# Lubricating the 4x4 drive shaft in a 1610d



## Bud in NC (Sep 16, 2003)

I recently noticed a new vibration in my 1610d. I can't really tell exactly where it's coming from but a friend who has a smaller Yanmar ask about lubricating the balls that are used instead of conventional U joints in the 4x4 drive shaft to the front axle. Anyone have any info or a diagram of where the grease fitting may be? I haven't found it yet.
Thanks for any info!


----------



## bmaverick (Feb 20, 2014)

Bud, I'm shy about anything 4WD on even Yanmars. Winston and a few others are more knowledgeable on this.


----------



## bmaverick (Feb 20, 2014)

BTW, A close sibling 4WD is the John Deere 650. Deere has exploded parts diagrams free on-line to review. I doubt much of anything changed between a Yanmar YM1610D and a JD650 4WD hardware other than engine types are slightly different. Yanmar made 25,426 of these machines on the same assembly line.


----------



## Bud in NC (Sep 16, 2003)

I'll check it out!
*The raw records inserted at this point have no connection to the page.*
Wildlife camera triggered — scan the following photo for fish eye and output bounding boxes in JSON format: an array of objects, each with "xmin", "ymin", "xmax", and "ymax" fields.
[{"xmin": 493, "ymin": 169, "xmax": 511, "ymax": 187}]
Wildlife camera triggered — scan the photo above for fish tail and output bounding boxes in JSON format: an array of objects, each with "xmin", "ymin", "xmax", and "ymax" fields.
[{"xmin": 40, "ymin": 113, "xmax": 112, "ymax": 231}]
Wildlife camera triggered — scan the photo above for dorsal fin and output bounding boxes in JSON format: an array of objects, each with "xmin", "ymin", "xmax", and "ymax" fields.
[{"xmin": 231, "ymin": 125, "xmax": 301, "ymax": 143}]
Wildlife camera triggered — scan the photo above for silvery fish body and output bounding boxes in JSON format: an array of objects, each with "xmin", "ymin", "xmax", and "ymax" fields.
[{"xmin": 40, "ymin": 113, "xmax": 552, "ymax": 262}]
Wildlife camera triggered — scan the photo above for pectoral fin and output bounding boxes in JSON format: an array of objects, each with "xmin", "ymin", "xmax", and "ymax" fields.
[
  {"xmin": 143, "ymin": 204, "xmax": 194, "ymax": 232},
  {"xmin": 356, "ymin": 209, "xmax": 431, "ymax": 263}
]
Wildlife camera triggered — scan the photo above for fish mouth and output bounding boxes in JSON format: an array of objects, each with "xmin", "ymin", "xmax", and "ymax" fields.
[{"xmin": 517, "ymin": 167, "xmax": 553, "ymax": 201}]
Thank you!

I have learned the balls apparently hold the spline in place somehow.....after seeing how the "recirculating ball steering" or "encapsulated ball steering" they use on this tractor left no doubt in my mind that they were using some _serious_ drugs in the design stages.....


----------



## bmaverick (Feb 20, 2014)

Bud in NC said:


> I'll check it out! Thank you!
> 
> I have learned the balls apparently hold the spline in place somehow.....after seeing how the "recirculating ball steering" or "encapsulated ball steering" they use on this tractor left no doubt in my mind that they were using some _serious_ drugs in the design stages.....


Or an old war history steering mechanism for Japan subs.  BUT, that's long over now.


----------